Jenkins is the author of The Humanure Handbook.  He believes we are wasting our waste and that it can be used to enhance the soil for the production of food.  I can see noses everywhere crinkling into that ewww face.  The production of FOOD!?  “But human waste contains germs!” we exclaim.

Jenkins knows we don’t want to talk about it.  He says, “Fecophobia is alive and well and running rampant.  One common misconception is that fecal material, when composted, remains fecal material.  It does not.  Humanure comes from the earth, and through the miraculous process of composting, is converted back into earth.  When the composting process is finished, the end product is humus, not crap, and it is useful in growing food”.

After years of research and trial and error, Jenkins discovered that his “thermophilic (hot) microbiological” method of composting, when done properly, yields a pathogen-free compost.  His process turns something disgusting into something clean.  So how is this done?

I’ll summarize his method here.  For details about how to put it into practice check out The Humanure Handbook or visit his website . You could also check out this entertaining video.

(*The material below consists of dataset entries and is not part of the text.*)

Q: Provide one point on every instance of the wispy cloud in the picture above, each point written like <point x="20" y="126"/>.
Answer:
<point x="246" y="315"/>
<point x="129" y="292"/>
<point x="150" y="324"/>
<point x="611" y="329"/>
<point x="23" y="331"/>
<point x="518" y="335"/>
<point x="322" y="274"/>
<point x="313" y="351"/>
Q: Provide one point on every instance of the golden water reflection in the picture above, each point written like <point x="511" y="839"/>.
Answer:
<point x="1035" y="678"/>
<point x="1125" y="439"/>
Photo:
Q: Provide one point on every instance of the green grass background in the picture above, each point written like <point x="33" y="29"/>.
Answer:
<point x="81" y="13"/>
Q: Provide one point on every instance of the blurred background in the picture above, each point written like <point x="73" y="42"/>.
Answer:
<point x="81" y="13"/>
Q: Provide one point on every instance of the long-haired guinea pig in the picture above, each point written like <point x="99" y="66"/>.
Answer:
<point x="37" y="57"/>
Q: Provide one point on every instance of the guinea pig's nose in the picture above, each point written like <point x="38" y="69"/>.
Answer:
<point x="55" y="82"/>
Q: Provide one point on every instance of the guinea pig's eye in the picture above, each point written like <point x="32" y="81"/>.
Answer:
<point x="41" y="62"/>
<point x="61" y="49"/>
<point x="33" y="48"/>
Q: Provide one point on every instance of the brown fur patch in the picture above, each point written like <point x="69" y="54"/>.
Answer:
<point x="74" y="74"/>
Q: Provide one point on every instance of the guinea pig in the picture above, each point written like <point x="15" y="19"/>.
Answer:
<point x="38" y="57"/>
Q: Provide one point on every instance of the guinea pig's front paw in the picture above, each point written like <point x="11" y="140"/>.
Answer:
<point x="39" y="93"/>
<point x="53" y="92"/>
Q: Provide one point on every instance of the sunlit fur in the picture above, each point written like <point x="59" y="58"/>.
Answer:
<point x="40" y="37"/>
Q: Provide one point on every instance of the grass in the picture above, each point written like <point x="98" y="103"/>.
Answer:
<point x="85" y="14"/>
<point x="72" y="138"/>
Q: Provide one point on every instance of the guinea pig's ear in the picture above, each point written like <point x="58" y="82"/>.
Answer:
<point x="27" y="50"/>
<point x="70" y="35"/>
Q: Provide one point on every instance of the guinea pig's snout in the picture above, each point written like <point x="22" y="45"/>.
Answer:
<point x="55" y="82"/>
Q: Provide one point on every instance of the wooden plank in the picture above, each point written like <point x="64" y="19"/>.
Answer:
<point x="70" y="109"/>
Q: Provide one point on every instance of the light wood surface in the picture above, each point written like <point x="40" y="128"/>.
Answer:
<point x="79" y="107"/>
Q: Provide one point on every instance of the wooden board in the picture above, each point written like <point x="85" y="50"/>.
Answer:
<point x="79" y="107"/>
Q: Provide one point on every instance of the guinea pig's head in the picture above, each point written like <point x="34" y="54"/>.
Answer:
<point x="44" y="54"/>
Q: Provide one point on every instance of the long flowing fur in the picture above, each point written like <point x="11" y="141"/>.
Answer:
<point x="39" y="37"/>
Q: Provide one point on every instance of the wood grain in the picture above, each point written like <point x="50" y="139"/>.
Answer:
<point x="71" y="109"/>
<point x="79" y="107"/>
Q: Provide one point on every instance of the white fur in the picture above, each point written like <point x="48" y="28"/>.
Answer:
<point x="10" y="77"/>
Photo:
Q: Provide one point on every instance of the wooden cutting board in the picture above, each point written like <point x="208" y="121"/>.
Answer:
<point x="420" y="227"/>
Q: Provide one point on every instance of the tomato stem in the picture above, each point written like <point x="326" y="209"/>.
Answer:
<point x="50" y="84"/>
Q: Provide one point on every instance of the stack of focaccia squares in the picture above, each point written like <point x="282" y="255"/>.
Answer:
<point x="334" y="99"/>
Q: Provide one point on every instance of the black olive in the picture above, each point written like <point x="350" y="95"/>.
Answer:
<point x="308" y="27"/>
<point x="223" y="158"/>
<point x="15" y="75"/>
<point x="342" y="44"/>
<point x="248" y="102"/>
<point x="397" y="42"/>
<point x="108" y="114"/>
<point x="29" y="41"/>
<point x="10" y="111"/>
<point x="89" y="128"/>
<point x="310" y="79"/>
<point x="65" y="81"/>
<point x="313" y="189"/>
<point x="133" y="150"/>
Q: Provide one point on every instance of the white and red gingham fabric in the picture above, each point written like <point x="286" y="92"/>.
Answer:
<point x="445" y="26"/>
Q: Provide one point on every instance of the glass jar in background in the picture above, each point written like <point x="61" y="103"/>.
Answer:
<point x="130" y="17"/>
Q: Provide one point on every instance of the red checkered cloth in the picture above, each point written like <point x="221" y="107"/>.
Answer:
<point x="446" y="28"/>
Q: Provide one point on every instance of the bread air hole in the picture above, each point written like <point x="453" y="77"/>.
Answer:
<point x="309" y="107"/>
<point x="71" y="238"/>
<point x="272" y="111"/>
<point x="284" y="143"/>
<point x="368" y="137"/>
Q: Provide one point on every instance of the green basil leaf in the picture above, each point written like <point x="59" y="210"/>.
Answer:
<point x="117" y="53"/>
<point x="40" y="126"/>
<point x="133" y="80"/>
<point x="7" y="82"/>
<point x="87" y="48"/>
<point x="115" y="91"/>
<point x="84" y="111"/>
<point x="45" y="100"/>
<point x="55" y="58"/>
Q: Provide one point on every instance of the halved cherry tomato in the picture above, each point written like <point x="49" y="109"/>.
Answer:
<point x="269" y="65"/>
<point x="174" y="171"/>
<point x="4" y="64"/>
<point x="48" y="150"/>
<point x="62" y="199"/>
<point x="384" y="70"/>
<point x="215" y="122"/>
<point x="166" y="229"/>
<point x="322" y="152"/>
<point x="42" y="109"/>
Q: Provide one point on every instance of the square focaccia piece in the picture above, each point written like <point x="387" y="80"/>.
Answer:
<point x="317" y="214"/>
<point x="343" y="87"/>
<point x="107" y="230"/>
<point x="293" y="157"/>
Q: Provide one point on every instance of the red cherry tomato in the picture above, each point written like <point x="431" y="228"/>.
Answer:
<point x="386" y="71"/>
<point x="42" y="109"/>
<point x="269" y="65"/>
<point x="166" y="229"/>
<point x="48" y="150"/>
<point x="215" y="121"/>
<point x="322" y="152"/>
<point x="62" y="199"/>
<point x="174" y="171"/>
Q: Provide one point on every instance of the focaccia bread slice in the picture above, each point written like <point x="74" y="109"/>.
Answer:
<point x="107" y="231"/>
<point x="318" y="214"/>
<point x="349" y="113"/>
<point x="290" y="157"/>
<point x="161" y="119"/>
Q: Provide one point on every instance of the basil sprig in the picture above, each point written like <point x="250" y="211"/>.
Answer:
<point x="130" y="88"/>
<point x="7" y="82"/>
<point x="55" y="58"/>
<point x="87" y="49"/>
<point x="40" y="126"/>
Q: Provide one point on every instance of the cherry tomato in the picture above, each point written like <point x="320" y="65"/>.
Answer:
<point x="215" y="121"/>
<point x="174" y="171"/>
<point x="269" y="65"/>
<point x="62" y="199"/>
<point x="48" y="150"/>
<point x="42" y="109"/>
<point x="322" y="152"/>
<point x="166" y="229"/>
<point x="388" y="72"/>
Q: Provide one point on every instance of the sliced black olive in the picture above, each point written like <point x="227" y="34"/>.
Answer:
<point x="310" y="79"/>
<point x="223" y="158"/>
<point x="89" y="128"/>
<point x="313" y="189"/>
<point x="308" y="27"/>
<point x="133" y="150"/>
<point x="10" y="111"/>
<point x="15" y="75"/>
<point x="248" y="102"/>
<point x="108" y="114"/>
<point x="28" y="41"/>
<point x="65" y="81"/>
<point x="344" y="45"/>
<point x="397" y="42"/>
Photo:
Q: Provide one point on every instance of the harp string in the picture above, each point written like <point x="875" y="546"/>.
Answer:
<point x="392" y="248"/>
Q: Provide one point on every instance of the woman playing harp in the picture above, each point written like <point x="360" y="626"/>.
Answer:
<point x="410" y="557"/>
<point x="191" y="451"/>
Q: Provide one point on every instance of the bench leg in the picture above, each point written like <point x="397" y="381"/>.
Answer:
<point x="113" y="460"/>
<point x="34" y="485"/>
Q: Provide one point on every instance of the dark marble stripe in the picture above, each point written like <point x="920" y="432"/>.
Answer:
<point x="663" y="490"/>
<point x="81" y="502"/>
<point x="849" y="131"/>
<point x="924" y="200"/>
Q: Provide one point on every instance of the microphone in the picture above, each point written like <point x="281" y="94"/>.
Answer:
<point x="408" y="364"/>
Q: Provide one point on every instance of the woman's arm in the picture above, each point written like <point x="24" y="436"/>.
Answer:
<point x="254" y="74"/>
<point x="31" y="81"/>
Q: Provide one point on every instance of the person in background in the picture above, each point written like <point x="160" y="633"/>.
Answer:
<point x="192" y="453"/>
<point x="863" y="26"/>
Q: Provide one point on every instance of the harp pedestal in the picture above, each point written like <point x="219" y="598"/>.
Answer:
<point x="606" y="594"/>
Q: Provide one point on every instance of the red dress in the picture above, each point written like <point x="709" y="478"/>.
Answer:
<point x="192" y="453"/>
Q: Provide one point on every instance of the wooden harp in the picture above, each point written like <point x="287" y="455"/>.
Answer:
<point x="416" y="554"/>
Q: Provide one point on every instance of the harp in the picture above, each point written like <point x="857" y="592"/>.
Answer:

The method requires a composting toilet, a compost bin, and cover material for the compost.  It would also help to have a compost thermometer so you can make sure the temperatures are what they should be to deactivate the harmful pathogens: temperatures between approximately 110-140 F.  Its the combination of the heat and the activity of beneficial microbes (e.g. certain bacteria and fungi) that kill off the bad bacteria, harmful worms and their eggs, and viruses.

In essence, the heat and the beneficial microorganisms sanitize the poop.

In the book, Jenkins goes into alot of detail about pathogens, temperatures required to kill them, and how the beneficial microbes are encouraged.

He uses two wooden composting bins that are open on the top.   When one bin is full it is left to ‘age’ for about a year.  The other continues to have fresh waste added.

To add new toilet materials (everything from the toilet is included), a hole is dug in the middle of the compost pile where temperatures are hottest.  Then the cover material is spread back over the waste.

Cover materials include:  greens (grass, weeds, leaves, etc); dried hay, straw, or leaves.  These prevent odor from escaping, keep the flies off, and hold the heat in.  Other compostable materials such as kitchen scraps are also added to the same bin.  Once its aged, the humanure is mixed into the garden soil like regular compost.

The result is a product that is free of harmful pathogens and full of beneficial microbial activity, earthworms, and enriched organic material for the garden.

Because I moved into a rural place with a septic system, I was especially interested in his comments about septic systems.  Anyone who lives in the country knows there is no convenient urban water system to wash it away, out of sight, out of mind.  Country dwellers need to deal with their own waste, one way or the other, whether its through a septic system, a grey water system, an old-fashioned outhouse, or composting toilets.


“Septic systems are not designed to destroy human pathogens that may be in the human waste that enters the septic tank”.  Hmm, then what good are they?

He explains that septic systems transmit disease causing bacteria and other uglies into our lovely earth.  He quotes an EPA study listing the many toxic household chemicals found in septic tanks.  We dump some nasty stuff down our drains.  Not a pretty picture.

This book made me think twice about not only what gets flushed but what gets washed down the sink.  I’m now even more committed to making and using eco-friendly cleaning products and personal care products.

This is a compelling book for people who care about the planet, not just for those who live in the country.  Higher ideals are involved here.

Humanure composters can stand under the stars at night gazing at the heavens, and know that, when nature calls, their excretions will not foul the planet.  Instead, those excretions are humbly collected, fed to micoorganisms and returned to the Earth as healing medicine for the soil.